Ela era senhora da noite, dama, duquesa. Seus lábios
carnudos beijavam um cigarro, e volta e meia liberavam uma fumaça que se perdia
nos confins daquela noite de sábado. Um rapaz, tímido por sinal, estavam do
outro lado do bar. Mas ela sabia esperar o momento certo. Pediu mais uma
cerveja e pôs a observar o moço. Ele, com uma ice, olhava com cautela pros
lados. Ela sorriu. Ela também já fora assim. Mas isso foi há muito tempo atrás,
quando ainda não havia provado o gosto amargo da desilusão.
Se as horas passavam, ambos não saberiam dizer. Estavam
concentrados demais em seus “afazeres”. Ela, que tinha o apelido de Kenya (e
não sabia como explicar a origem), mantenha os olhos fixos no rapaz. Até que
determinado momento ele notou que estava sendo observado. Ficou de certa forma
petrificado, como que se tivesse levado um choque. E Kenya também ficou
chocada, pois ele lembrava o outro.
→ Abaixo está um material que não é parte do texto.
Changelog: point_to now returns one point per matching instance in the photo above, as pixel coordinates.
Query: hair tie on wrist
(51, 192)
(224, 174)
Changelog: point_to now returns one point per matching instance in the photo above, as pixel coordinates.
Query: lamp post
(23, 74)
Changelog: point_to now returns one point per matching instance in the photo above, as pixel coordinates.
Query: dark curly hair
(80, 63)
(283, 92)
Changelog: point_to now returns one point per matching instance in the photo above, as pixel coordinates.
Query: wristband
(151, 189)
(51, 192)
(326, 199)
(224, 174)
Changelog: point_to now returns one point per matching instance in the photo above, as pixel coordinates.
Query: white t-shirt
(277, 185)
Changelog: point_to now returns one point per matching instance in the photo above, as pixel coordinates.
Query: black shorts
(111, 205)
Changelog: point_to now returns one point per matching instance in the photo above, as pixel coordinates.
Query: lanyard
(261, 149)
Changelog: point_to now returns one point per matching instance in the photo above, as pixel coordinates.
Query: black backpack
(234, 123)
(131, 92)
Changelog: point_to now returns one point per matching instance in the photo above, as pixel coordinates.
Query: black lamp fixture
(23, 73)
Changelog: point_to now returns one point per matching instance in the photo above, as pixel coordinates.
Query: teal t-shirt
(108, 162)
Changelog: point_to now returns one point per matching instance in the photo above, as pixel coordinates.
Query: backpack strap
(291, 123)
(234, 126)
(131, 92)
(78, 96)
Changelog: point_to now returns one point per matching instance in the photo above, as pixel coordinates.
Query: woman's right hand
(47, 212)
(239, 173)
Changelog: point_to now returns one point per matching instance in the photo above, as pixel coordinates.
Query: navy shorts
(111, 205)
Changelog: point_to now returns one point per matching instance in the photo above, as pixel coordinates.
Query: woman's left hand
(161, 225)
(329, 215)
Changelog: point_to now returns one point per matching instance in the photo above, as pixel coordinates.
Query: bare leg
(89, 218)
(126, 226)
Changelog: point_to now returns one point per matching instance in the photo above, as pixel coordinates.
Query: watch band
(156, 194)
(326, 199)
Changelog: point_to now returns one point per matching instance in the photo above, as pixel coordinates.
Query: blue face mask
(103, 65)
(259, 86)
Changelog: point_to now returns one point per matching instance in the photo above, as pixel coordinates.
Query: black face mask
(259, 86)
O outro, ele. Felipe. O maldito Felipe.
Por um momento Kenya se sentiu tonta, e quase derrubou o
copo. Parecia que o bar começava a movimentar-se num borrão, como se Cronos
estivesse fazendo uma brincadeira perversa. Ela não podia acreditar. O moço era
igual ao Felipe, até nos detalhes que só ela tinha percebido. Não conseguiu
sustentar o olhar por muito tempo, e rapidamente pediu a conta ao garçom. Tinha
que embora o mais rápido possível. O sósia de Felipe continua estático. Parecia
que Kenya lhe lembrava alguém. Quando enfim conseguiu sair dali, ela desabou em
lágrimas. Esforçava-se, mas não conseguia esquecê-lo. Felipe estava entranhado
nela, seu cheiro estava impregnado nela. Ainda tinha algumas roupas suas no
guarda-roupa de Kenya. E ela teria que assumir atitudes drásticas.
As meninas até tentaram perguntar o que havia acontecido,
mas não obtiveram resultado. Kenya foi até a área de serviço, com todas as
roupas dele, e as colocou na pia. E tacou fogo. As meninas observavam atônitas,
esperando o pior. E Kenya, que tinha o rosto rubro por causa das chamas, fixava
seu olhar para o horizonte. As estrelas decadentes, o céu tosco, a cidade
vazia. Mas certo tempo atrás aquilo tudo foram deles. Eles, acima de qualquer
coisa, foram um casal feliz. Já fazia um ano, e ela não superava. Pois aquilo
era insuperável. Aquilo era imortal. E quando as chamas aquietaram-se, e as
meninas a levaram pro quarto, Kenya mantinha um rosto abatido, mas ao mesmo
tempo sereno. O mar também fora deles. Hoje não mais. Nem ela era de si mesma.
Ela era dele. E ele era seu. Para sempre.